How to deal with more than 1000 levels in a factor variable in R?



Hi everyone,

I am working on a dataset to predict the sales for the next 6 weeks of a retail store. You can get the datasets from here .

There are two datasets ‘train’ and ‘store’. The dataset ‘store’ has information about different stores owned by the company. There are 1115 stores in total. And each store is significant here with sales.

The dataset train has information about the sales records, number of customers, date, whether it was open on that day, whether it had launched any promotional schemes that day, etc.

Here, the variable ‘store’ has 1115 levels. While applying algorithms like linear regression, it is advisable to convert the variables into one hot encoding, so that they can be easily interpreted by the code. But here, since there are a lot of levels and every one is significant, I am in a confusion. How should I deal with this variable? Should I convert it into one-hot encoding or leave it as it is in the model?
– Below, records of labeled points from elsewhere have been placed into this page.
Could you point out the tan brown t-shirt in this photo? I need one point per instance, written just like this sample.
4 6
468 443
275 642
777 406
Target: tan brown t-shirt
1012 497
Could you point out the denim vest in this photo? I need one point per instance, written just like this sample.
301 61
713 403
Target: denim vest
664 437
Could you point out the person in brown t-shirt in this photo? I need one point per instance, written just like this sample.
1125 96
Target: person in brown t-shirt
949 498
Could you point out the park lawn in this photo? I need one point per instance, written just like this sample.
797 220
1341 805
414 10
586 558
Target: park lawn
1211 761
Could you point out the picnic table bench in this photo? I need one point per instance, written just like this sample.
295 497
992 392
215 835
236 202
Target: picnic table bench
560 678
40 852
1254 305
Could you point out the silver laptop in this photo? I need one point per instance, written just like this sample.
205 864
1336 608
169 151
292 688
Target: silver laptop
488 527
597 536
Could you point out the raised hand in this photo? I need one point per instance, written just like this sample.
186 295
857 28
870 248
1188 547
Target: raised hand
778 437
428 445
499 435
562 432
Help would be really appreciated.


Hi @shashwat.2014:

I believe this problem statement is of Rossman Kaggle challenge.

In this scenario of any data columns having more categories. There are 2 options I believe we can go for,

  1. Have business information and accordingly create a hierarchy of it, example. I have 2000 ccd’s in Bangalore, but I can classify them area wise, or say an upper hierarchy or is it a lounge or some category of outlet and any other classification which you can come up with.

  2. Convert all those in a numerical order, I know it does not sound good with statistics, but I can ensure you this will help you a lot, just think a unit change in store will get you increase or decrease in sales. This sounds interesting when you data is able to capture the variation of the sales.


Hi @Swapnil_Sharma

Yes the problem is the Rossman Kaggle Challenge.

While considering option 1, I plan on clustering the stores on the basis of StoreType and Assortment type, since the type of store would give a similar impact because of the range of products and the kind of facilities they have there.

Now I have the following question,
Should I make different models for each of the clusters I have got?
Or should I just create another variable showing the category of store? Here category means 'a unique combination of store type and assortment. eg Category 1 could be All Stores with StoreType=‘a’ and Assortment=‘b’

Thanks in advance!


Hi @shashwat.2014:
I also had the same thought while attempting the problem, I thought of considering it as a variable and creating a single model but I dont know the performance as I didn’t solved it.
In business logic it does not make any sense to cretae 1500 model for all stores, better treat them as a variable
Try it out; I can tell you only this much for this problem


Thanks a lot for your inputs.
I am having 9 categories for now(using the above criterion). So I am planning on making 9 separate models and then combining the results. Will try by making it a variable as well, probably doing one hot encoding for that category.



Hi @shashwat.2014:

Just a suggestion if you are working on python, I have a suggestion:

Use get_dummies in pandas to create a dummy variables and just remove any one of them which you feel as base variable for dummy variables.



Hi @Swapnil_Sharma,

I am working on R currently, but I am sure I can implement this technique there as well.